The disease needs to be differentiated from the following diseases
I. Allergic rhinitis
Clinically, it is very similar to “typhoid”, except that it has a rapid onset, itchy nasal cavity, frequent sneezing and clear water-like nasal discharge, and the attacks are related to sudden changes in environment or temperature. Examination: pale and edematous nasal mucosa, increased eosinophilia on smear of nasal secretions.
II. Influenza
There is often a clear epidemic. The onset of the disease is rapid, the systemic symptoms are heavy, high fever, generalized aches and pains, conjunctivitis symptoms are obvious, but the nasopharyngeal symptoms are light.

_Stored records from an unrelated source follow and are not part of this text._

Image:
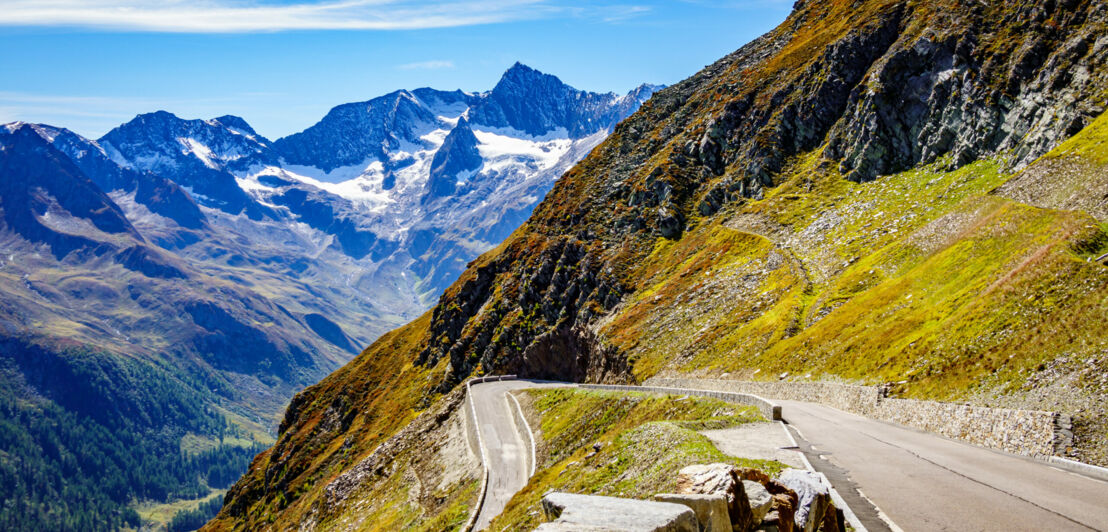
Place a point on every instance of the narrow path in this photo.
(916, 480)
(923, 481)
(509, 457)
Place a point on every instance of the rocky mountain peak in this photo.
(458, 154)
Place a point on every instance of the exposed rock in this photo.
(760, 500)
(814, 497)
(718, 479)
(459, 153)
(595, 512)
(782, 513)
(710, 510)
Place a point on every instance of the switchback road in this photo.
(508, 453)
(927, 482)
(919, 480)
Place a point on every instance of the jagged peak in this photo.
(235, 123)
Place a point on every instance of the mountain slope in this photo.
(824, 202)
(167, 287)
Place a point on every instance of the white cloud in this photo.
(437, 64)
(252, 16)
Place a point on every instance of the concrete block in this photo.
(710, 510)
(596, 512)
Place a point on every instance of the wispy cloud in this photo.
(253, 16)
(437, 64)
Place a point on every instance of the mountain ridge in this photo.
(184, 261)
(779, 214)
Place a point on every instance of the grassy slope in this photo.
(645, 439)
(926, 276)
(923, 277)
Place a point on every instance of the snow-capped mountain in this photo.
(383, 182)
(259, 266)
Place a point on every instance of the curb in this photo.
(1079, 468)
(769, 409)
(531, 436)
(835, 498)
(484, 452)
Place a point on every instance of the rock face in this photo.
(44, 197)
(459, 153)
(760, 500)
(745, 220)
(572, 511)
(710, 510)
(719, 479)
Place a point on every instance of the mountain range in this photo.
(882, 192)
(197, 258)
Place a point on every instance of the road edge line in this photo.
(848, 513)
(1079, 468)
(531, 435)
(484, 461)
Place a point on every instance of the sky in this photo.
(281, 64)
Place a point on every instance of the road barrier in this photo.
(769, 409)
(483, 452)
(1027, 432)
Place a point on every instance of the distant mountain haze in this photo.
(238, 269)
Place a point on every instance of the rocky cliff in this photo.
(829, 201)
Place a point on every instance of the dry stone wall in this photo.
(1028, 432)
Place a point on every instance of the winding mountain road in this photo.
(509, 456)
(923, 481)
(893, 478)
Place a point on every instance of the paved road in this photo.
(509, 456)
(926, 482)
(919, 481)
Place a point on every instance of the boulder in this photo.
(573, 511)
(781, 514)
(760, 500)
(755, 474)
(814, 497)
(719, 479)
(710, 510)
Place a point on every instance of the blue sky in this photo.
(92, 64)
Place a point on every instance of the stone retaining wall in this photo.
(1028, 432)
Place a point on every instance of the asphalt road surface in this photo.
(893, 478)
(926, 482)
(509, 456)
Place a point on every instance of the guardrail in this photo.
(769, 409)
(481, 447)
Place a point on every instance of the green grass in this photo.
(644, 440)
(161, 513)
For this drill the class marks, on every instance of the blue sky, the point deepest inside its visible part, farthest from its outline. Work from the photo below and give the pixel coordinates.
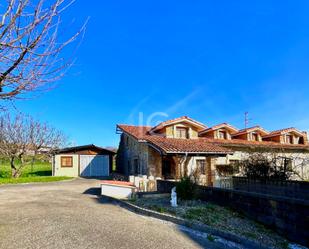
(210, 60)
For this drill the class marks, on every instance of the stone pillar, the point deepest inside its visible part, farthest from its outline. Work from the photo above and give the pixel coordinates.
(210, 171)
(177, 161)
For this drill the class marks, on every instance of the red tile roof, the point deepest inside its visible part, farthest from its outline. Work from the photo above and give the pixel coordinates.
(175, 145)
(202, 145)
(219, 126)
(183, 118)
(282, 131)
(137, 132)
(259, 144)
(251, 129)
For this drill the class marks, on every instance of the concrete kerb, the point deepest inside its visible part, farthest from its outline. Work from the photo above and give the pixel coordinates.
(193, 225)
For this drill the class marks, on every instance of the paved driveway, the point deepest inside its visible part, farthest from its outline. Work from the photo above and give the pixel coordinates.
(69, 215)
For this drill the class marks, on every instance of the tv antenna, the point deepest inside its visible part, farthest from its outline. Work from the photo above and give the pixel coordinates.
(247, 119)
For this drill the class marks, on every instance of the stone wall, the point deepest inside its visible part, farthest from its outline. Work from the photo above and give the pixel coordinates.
(288, 216)
(294, 189)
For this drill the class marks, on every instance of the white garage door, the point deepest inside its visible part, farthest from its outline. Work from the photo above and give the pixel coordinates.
(94, 165)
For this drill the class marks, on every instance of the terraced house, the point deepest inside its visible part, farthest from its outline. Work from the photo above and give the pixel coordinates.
(183, 146)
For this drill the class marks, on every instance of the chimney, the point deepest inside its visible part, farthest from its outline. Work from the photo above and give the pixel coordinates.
(305, 137)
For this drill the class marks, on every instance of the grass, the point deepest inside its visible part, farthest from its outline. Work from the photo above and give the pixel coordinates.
(41, 171)
(218, 217)
(33, 179)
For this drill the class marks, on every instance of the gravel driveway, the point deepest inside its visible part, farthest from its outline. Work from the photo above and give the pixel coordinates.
(70, 215)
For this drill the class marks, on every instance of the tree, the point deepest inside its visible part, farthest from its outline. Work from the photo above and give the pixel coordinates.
(22, 137)
(30, 47)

Smear specimens of mucosal epithelial cells in the patient’s nasal washings are taken and stained with fluorescently labeled influenza virus immune serum and placed under a fluorescent microscope for early diagnosis, or virus isolation or serological diagnosis can be used for differentiation.

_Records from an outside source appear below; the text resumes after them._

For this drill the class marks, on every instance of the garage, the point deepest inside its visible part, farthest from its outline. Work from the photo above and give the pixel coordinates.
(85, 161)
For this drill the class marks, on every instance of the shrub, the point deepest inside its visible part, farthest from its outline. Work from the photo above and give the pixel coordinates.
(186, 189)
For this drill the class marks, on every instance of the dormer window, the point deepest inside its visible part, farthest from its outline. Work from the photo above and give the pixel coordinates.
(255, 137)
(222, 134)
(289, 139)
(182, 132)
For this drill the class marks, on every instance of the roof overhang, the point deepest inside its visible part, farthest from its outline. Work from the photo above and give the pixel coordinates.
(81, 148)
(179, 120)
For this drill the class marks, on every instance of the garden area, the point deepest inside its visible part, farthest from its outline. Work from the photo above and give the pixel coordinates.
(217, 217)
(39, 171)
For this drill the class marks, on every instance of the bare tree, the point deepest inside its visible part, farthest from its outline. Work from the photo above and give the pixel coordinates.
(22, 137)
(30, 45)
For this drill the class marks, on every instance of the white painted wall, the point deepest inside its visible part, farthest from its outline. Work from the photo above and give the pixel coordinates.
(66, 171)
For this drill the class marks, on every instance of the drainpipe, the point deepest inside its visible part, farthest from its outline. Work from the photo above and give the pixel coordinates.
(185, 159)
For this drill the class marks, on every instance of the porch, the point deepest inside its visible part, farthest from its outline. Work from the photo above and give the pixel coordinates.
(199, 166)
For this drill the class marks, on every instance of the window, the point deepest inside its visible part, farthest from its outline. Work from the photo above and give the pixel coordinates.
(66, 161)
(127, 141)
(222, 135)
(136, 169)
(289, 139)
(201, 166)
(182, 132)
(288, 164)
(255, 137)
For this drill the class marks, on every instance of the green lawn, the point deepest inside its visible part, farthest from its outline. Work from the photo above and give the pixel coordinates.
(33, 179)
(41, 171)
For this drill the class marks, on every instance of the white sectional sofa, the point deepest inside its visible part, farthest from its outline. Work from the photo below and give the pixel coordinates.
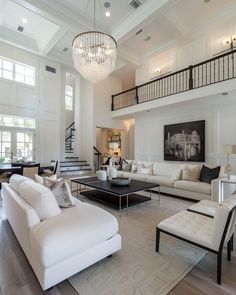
(167, 175)
(64, 243)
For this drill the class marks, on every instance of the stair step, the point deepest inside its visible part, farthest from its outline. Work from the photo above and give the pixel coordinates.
(75, 173)
(73, 163)
(71, 158)
(75, 168)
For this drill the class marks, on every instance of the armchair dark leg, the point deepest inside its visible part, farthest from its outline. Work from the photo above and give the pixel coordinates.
(219, 261)
(157, 239)
(229, 247)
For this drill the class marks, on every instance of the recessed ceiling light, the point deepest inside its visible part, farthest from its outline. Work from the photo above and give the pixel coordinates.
(138, 32)
(107, 4)
(148, 38)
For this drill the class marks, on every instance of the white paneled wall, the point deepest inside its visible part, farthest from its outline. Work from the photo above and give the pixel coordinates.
(220, 128)
(41, 102)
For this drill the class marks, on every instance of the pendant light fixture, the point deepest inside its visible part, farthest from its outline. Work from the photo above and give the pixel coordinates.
(94, 53)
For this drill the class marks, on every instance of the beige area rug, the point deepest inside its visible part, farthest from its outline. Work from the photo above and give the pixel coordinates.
(137, 269)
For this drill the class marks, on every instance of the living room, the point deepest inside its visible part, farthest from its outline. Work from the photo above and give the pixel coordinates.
(175, 65)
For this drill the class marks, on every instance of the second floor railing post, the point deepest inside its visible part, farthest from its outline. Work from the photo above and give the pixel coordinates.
(136, 94)
(112, 102)
(190, 83)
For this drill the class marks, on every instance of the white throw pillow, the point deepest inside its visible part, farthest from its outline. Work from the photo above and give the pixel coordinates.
(176, 175)
(145, 171)
(16, 180)
(39, 179)
(40, 198)
(134, 168)
(61, 191)
(192, 174)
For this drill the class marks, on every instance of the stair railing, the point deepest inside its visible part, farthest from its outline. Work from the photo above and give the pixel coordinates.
(97, 158)
(69, 137)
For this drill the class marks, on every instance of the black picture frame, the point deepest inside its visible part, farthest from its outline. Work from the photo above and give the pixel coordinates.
(185, 141)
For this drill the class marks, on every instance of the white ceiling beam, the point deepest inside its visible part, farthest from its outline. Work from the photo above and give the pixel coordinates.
(144, 15)
(53, 41)
(128, 55)
(54, 14)
(225, 14)
(1, 16)
(163, 47)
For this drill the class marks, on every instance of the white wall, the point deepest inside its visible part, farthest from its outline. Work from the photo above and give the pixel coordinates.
(219, 112)
(41, 102)
(102, 109)
(180, 57)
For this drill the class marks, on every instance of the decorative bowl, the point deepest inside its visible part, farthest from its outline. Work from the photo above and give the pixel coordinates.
(120, 181)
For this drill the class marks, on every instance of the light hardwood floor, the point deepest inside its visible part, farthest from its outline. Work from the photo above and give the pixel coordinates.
(17, 277)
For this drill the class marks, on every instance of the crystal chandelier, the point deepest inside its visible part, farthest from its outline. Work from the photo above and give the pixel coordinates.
(94, 54)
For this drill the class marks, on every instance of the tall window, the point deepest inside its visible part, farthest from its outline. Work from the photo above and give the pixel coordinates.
(16, 138)
(12, 70)
(24, 145)
(69, 98)
(5, 146)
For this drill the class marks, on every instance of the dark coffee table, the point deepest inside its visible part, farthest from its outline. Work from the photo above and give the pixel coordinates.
(107, 193)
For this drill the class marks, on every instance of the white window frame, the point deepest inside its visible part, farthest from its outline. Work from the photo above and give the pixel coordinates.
(14, 73)
(69, 96)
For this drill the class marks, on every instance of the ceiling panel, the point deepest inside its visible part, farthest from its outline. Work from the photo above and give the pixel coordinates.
(119, 10)
(193, 13)
(37, 28)
(156, 32)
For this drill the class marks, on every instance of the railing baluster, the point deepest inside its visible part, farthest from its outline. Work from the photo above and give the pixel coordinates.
(214, 70)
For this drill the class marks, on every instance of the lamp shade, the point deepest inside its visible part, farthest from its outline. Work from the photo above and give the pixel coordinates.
(113, 145)
(230, 148)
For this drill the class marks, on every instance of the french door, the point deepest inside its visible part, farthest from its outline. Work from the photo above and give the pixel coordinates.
(16, 144)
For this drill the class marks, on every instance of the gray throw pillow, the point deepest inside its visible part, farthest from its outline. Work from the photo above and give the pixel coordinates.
(60, 191)
(126, 167)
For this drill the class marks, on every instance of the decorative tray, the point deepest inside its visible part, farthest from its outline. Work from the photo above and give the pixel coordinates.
(120, 181)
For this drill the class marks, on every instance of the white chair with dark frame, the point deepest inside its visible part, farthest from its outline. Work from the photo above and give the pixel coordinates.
(208, 232)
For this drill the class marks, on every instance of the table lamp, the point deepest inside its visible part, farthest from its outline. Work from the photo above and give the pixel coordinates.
(229, 150)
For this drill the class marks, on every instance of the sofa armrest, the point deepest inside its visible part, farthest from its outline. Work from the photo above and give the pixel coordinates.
(216, 189)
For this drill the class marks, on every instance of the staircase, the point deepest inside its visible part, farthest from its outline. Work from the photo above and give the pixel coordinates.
(69, 138)
(74, 166)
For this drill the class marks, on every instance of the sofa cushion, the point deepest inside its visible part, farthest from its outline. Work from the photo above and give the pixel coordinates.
(208, 174)
(61, 191)
(39, 179)
(162, 180)
(191, 186)
(134, 176)
(40, 198)
(191, 173)
(145, 170)
(16, 180)
(176, 175)
(74, 231)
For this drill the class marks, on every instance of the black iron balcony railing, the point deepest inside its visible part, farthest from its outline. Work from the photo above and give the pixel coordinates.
(211, 71)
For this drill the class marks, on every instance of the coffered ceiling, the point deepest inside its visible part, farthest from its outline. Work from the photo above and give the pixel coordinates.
(155, 27)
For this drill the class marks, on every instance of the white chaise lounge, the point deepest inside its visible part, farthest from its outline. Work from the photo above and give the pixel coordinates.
(64, 243)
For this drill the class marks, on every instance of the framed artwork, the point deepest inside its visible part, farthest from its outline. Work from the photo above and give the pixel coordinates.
(185, 142)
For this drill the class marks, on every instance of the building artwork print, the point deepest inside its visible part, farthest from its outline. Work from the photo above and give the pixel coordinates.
(185, 142)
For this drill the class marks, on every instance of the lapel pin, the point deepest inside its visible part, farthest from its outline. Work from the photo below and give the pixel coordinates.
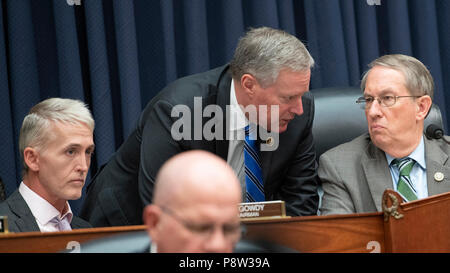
(438, 176)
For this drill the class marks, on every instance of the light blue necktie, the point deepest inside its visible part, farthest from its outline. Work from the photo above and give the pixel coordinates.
(253, 173)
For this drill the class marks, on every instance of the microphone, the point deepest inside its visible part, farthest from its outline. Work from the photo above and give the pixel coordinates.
(435, 132)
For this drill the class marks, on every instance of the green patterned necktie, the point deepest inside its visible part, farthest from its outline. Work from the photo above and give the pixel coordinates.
(405, 186)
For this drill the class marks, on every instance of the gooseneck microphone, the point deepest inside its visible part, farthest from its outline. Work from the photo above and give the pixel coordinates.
(435, 132)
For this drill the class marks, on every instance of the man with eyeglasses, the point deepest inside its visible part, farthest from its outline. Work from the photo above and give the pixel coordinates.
(195, 205)
(397, 96)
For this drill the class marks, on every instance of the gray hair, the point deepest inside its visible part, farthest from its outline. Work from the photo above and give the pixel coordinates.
(34, 127)
(263, 52)
(418, 79)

Third, acute infectious disease prodromal symptoms
Such as measles, poliomyelitis, encephalitis, etc. often have upper respiratory symptoms at the beginning of the disease, and should be closely observed during the epidemic season of these diseases or in endemic areas, and necessary laboratory tests should be performed to differentiate.
Treatment
There are no specific antiviral drugs for respiratory viruses, and symptomatic or traditional Chinese medicine treatment is commonly used.
I. Symptomatic treatment
1.Serious or febrile people or old and weak people should rest in bed, avoid smoking, drink more water, and keep indoor air circulation.
2.If there is fever and headache, use antipyretic and analgesic tablets such as compound aspirin and pain relief tablets for oral use.
3.Sore throat can be treated with anti-inflammatory throat tablets and local nebulization.
4, nasal congestion, runny nose can be treated with steroid hormone drug nasal spray.
Second, antibacterial drug treatment
If there is bacterial infection, suitable antibiotics can be used, such as penicillin, cephalosporin, erythromycin, spiramycin, ofloxacin, etc.. Simple viral infections can generally be treated without antibiotics.
Chinese medicine treatment
The use of proprietary Chinese medicine or the principle of evidence-based treatment has its own unique features for upper respiratory tract infections.
Prevention
1, enhance the body’s own resistance to disease is the best way to prevent acute upper respiratory tract infections.
2, adhere to regular and appropriate physical exercise, adhere to the cold water bath, improve the body’s ability to prevent disease and adapt to the cold.
3, do a good job of cold prevention, to avoid the onset of triggers.
4, regular life, avoid overwork, especially overwork at night, pay attention to the isolation of respiratory patients, to prevent cross-infection, etc.